If you have ever tried to explain the concept of Pythagorean Record to a baseball novice, you probably have had to answer the following criticism: “That counts the extra runs at the end of a blowout as much as other runs, even though it does not matter whether you win 10-0 or 15-0.” The answer that we give to that criticism is that teams that can take advantage of blowouts have better offenses and those type of teams will be more likely to win close games in the future. That is the reason that we have thousand-run estimators that try to approximate how many runs a team will score on average, and why we evaluate players with statistics like VORP-measured in runs over replacement player. Runs are the building blocks of wins, and you win by scoring more runs than your opponent. We cringe when we hear offenses evaluated by batting average because we know that the goal of offenses is to score runs, not get hits.
The Inning
However, with all of these run estimators that sabermetricians have developed, we often forget the context in which runs are scored-by innings. Teams get to score as many runs as they can before their opponents record three outs; then they get to try again eight more times. That environment-how much you can score before three outs-is the environment to keep in mind when we talk about winning games. Nearly a decade ago, Keith Woolner wrote about the link between runs per inning and runs per game, and how well you can predict the frequency of zero-run innings, one-run innings, two-run innings, etc. by looking at how many runs teams score per game.

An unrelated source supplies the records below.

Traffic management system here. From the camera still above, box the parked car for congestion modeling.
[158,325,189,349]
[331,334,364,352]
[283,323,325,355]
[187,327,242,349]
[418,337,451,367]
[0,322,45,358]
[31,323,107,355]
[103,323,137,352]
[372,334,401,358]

It is certainly true that the rate of scoring a certain number of runs in an inning and the average number of runs per game are related. In fact, teams that have more variance in their run-scoring per inning also have more variance in their run-scoring per game. This is tricky to show because teams that score more runs also have more variance in the number of runs they score per game-that makes sense, because they have a lot of eight-run games, 10-run games, and 15-run games, so they are bound to have a higher variance because they needed enough big innings to put up those run totals. Simply checking the variance of runs per game against how frequently those teams have big innings would obviously yield a positive correlation. Instead, I needed some way to neutralize the variance of runs per game. I initially tried dividing by the number of runs per game, but that statistic still had a positive correlation with runs per game. I tweaked with things until I found a way to measure variance of runs per game that did not have any correlation (-0.0025) with runs per game, which I call “Adjusted Variance” or “AdjVar,” is this:
(Variance of Runs/Game) AdjVar = ----------------------- ((Runs/Game) ^1.30)
Looking at 1998-2008 data for each team (330 team seasons total), I found that this number was slightly positively correlated with the frequency of scoring zero runs in an inning (correlation = 0.097, two-sided p-stat = 0.075), highly correlated with the odds of scoring four or more runs in an inning (correlation = 0.258, two-sided p-stat = 0.000), and highly correlated with the odds of scoring five or more runs in an inning (correlation = 0.292, two-sided p-stat = 0.000). That much should not come as a surprise; we predicted that teams that have more variance in their runs-per-inning scoring would have more variance in their runs-per-game scoring.
Run-Scoring Variance and Pythagorean Record
The next step is to check if teams with more variance in their runs per game tend to underperform their Pythagorean records. In fact, this is true-the difference between actual wins and Pythagorean expected wins is negatively correlated with the AdjVar statistic above (correlation = -0.303, two-sided p-stat = 0.000). Teams that are more volatile in their rate of scoring runs are going to lose more often than other teams that score similar number of runs, but are not as volatile.
Now we know that teams that have high variance in their run-scoring by inning have more variance in their run-scoring per game. We also know that teams that have more variance in their run-scoring by game are not as likely to win as teams that put up the same number of runs but without as much of a spread. The next step is to figure out if there is any way to predict which offenses will have less variance in their runs per inning.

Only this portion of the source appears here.